With a throw of 19.88 meters – far off his personal best – he finished in fifth place. In June, Jones won the NCAA shot put title with a heave of 20.78 meters (about 68 feet 2 inches).

“I’m not happy about it,” said the 6-foot, 315-pound Jones. “It’s been a long season. My body just didn’t feel up to par today. I didn’t feel the pop like I usually have. I was hoping for something farther. I felt good earlier in the week, but that’s about it.”

Jamaica’s O’Dayne Richards took gold in the event with a throw of 21.69 meters. Canada’s Timothy Nedow won the silver medal (20.53) and Argentina’s German Lauro finished at 20.24 for the bronze. Darrell Hill was the top American, placing fourth at 20.10 meters.

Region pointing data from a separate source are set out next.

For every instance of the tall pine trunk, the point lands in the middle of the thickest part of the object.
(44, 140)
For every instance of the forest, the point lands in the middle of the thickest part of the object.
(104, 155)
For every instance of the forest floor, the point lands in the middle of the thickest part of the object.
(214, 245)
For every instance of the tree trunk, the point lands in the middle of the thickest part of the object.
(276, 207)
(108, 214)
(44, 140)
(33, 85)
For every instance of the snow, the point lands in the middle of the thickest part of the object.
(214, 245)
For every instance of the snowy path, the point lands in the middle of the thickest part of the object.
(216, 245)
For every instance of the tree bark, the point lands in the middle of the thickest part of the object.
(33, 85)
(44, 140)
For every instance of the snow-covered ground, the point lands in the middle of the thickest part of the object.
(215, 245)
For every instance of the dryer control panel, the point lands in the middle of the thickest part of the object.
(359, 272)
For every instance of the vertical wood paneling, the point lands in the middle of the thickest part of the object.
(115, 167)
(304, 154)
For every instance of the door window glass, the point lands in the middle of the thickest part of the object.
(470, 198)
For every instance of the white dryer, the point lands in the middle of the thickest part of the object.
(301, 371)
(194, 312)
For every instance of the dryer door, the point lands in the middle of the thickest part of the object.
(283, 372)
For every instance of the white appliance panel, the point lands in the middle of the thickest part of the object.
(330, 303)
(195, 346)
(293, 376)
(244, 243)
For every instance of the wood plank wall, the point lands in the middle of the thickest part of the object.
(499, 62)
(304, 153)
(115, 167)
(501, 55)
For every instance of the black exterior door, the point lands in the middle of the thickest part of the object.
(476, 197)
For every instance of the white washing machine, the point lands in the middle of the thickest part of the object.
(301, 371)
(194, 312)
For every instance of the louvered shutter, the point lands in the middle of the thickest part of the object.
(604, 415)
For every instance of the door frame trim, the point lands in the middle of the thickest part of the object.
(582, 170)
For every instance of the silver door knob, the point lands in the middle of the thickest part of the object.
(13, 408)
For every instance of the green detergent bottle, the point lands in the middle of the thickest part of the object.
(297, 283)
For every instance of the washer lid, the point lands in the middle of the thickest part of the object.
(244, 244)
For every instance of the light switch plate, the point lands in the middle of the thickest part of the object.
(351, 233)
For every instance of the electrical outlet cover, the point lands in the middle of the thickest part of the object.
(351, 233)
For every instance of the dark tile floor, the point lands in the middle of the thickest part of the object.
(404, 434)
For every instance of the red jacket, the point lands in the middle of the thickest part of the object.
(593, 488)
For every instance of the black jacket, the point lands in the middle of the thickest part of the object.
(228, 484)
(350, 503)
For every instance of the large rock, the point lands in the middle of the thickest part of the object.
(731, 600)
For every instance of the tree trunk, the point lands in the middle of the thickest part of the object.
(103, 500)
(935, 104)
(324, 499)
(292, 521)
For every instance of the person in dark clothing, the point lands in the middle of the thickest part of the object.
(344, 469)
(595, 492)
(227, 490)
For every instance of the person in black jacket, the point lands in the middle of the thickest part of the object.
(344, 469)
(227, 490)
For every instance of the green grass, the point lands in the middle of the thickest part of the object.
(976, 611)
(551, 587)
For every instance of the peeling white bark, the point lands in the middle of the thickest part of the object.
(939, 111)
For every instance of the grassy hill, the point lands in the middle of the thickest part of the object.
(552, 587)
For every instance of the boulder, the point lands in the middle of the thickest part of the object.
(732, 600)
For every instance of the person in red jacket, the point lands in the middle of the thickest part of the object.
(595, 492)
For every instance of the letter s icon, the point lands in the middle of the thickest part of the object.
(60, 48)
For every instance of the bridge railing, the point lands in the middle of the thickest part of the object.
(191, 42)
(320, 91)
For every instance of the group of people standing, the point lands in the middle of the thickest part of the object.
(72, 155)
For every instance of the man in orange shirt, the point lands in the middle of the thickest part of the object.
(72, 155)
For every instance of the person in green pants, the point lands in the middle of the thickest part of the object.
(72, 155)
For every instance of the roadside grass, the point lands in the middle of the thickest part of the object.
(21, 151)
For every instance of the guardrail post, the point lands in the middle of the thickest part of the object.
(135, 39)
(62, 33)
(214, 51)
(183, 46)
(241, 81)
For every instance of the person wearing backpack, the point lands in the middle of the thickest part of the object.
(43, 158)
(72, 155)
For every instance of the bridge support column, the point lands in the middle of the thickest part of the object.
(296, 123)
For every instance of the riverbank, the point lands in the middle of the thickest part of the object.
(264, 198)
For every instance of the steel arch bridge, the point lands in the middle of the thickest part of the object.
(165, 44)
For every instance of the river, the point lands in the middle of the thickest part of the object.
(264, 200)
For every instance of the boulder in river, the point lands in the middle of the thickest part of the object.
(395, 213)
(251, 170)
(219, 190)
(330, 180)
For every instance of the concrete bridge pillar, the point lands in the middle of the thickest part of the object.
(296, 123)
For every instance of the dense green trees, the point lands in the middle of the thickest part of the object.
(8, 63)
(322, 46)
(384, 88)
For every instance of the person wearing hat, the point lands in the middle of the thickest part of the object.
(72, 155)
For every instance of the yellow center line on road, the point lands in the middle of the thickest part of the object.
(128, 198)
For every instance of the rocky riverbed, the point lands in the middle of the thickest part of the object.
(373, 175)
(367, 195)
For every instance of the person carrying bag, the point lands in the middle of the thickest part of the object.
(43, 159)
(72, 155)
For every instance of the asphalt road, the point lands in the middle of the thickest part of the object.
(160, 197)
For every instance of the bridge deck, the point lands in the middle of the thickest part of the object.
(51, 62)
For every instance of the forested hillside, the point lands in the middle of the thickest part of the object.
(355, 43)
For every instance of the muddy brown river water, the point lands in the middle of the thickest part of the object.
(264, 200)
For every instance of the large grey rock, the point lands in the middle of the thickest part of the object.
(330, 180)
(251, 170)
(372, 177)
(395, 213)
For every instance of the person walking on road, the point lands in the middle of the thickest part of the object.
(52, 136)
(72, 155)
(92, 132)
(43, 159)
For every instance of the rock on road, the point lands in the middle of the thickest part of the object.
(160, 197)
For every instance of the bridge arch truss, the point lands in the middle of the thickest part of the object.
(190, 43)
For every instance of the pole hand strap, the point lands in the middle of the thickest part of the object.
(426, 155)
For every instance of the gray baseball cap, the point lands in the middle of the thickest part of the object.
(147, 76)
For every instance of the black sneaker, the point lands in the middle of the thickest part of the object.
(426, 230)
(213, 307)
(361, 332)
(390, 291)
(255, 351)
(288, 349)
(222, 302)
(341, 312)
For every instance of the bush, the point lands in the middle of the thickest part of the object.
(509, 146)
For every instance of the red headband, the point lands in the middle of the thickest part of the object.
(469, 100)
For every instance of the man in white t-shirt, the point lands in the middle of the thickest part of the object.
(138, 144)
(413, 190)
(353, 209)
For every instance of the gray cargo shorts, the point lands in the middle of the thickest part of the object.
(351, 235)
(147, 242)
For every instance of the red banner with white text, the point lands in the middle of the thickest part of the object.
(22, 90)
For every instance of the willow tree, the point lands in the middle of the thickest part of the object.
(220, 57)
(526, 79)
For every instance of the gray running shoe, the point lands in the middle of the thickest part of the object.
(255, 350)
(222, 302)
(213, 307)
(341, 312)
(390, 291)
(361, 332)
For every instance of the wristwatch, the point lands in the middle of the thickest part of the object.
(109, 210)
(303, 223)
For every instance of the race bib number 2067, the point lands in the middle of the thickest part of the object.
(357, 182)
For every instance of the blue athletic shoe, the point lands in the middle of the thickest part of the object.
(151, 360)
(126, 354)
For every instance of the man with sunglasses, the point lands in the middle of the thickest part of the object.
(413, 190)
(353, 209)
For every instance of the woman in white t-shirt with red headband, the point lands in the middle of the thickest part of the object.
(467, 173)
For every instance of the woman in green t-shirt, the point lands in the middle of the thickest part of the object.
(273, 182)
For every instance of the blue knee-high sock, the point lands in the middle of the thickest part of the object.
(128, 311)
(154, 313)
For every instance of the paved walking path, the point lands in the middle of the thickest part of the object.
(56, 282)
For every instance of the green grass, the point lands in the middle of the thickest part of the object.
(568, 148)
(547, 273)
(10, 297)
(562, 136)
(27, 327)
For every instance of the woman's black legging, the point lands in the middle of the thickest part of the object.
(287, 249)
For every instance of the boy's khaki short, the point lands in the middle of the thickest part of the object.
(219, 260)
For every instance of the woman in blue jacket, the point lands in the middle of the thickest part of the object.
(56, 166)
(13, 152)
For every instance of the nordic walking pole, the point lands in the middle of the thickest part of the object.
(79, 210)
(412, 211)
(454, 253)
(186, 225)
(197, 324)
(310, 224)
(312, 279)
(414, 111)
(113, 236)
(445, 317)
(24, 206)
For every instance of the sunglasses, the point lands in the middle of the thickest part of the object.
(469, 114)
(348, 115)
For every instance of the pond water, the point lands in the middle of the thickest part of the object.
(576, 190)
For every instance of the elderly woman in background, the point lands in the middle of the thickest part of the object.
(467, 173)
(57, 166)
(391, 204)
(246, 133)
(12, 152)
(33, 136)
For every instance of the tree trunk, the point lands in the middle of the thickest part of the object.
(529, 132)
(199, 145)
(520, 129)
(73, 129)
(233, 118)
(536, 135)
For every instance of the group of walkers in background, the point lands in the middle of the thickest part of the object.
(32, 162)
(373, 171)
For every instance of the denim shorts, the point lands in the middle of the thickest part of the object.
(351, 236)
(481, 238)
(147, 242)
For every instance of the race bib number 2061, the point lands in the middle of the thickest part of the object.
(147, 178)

Jones, 24, who just finished his University at Buffalo career, said part of the explanation came from the way the competition was set up, which had different timing and logistics than he is used to.

“We had to be here by 4 o’clock” for a 6 p.m. start “and we had a bunch of stuff we had to do. We couldn’t actually practice in the training area and we had to be warmed up and ready an hour before we usually would so I don’t know if I just wasn’t used to that, that my body just couldn’t handle that, I don’t know, but I definitely wasn’t ready for it.”

Still, he said he takes away experience and inspiration from being at the Pan Am Games that he hopes will help propel him to a spot on the Olympic team about a year from now.

“This is one of the big three – Olympics, Worlds and Pan Ams,” said Jones, who lettered in four sports at Portville High School. “The athletics village was awesome. It’s something to experience. I’ve never experienced anything like it. So to be part of it was really cool. To see that many athletes that are that elite, it’s something else. I’m ready to get back to training and do what I can for Olympics next year,” he said, adding that his next competition takes place in a couple of weeks in Costa Rica.

Elsewhere at the Games, Buffalo Bills wide receiver Marquise Goodwin qualified first in his group for Wednesday’s men’s long jump final at 8:05 meters. Fellow American Jeffery Henderson was first in the other group at 8.18 meters.